What I don’t remember about the film is that the main character is a widower who carts around a photo of his dead wife. At one point, he’s sitting in his car during a snowstorm chatting away to her. Sitting on Sam’s perch, surrounded by pictures of him, I can certainly relate. The dead are often better companions than the living. I’m far happier staying at home alone, talking to the walls than I am venturing out into the world and hearing what the mortals have to tell me. For as the two-month marker of Sam’s death approaches, I’m noticing a definite shift in the clichés coming my way.

‘You’re young, dear,’ is a popular one from the over-fifty crowd.

‘I’m so sorry,’ is being replaced by an oddly enthusiastic, ‘Well, at least you didn’t have children!’

That’s right, you morons: now I don’t have a husband OR a child.

And my all-time favorite, occurring with alarming frequency and frightening conviction, is:

‘Losing a spouse isn’t as bad as losing a child.’

‘GRIEF IS NOT A PISSING MATCH!’ I scream at the water fountain when I get back home again.

Then there are the dozens of people who take my hand and softly confide, “Adri, I just want you to know that your loss has really made me appreciate what I have.”

I’m so pleased my nightmare could be of assistance to you. Not.

In other words, I finally figured out that spending time with strangers—or with familiars who didn’t know what to say—was doing me far more harm than good. Although the ridiculous comments made by others were not intentionally cruel or rude, they still hurt.
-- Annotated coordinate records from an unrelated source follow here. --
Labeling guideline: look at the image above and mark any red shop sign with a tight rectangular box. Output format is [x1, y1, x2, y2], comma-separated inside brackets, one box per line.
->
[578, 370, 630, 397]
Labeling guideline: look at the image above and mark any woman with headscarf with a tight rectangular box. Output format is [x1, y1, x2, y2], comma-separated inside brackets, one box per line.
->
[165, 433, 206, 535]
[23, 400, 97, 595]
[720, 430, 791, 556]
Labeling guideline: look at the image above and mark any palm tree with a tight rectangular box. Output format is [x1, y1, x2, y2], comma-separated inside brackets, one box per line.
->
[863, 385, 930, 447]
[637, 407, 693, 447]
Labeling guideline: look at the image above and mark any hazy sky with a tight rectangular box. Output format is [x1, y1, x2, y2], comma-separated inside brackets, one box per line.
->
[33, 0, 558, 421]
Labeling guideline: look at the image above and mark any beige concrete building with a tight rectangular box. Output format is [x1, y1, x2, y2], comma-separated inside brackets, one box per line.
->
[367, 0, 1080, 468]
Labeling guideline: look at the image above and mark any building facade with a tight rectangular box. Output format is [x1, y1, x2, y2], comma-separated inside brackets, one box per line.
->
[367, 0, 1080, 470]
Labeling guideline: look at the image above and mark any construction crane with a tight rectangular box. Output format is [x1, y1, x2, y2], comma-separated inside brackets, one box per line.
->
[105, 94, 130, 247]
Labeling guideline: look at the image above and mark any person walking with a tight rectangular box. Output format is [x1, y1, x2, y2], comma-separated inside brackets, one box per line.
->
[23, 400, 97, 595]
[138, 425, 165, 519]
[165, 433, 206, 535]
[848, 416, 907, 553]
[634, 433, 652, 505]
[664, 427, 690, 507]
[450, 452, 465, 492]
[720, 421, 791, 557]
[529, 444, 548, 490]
Loneliness leads to isolation

Regardless of whether one is experiencing loneliness while alone or in the company of others, the fact is: loneliness leads to isolation. And the more isolated we feel, the more isolated we become and then the more treacherous our path becomes because we are far more prone to turn to unhealthy coping mechanisms, such as substance abuse or dangerous thoughts, in an attempt to bridge the gap between ourselves and others. But unhealthy coping mechanisms won’t bridge the gap—they only widen it.

Choose Wisely Who You Surround Yourself With

To find a person who can truly listen is a tremendous gift. It’s also one of the trickiest things to find because a good listener is a rare gem indeed.

If you have recently experienced the loss of a loved one, when it comes to loneliness, my advice is this: be VERY careful who you spend time with. Choose wisely.

And how do you know if you have chosen well? By how you feel when you part ways. If you feel better—if you feel you have been heard—you’ve got a keeper. If you feel worse, stay clear of that person or people until you are more emotionally equipped to handle them.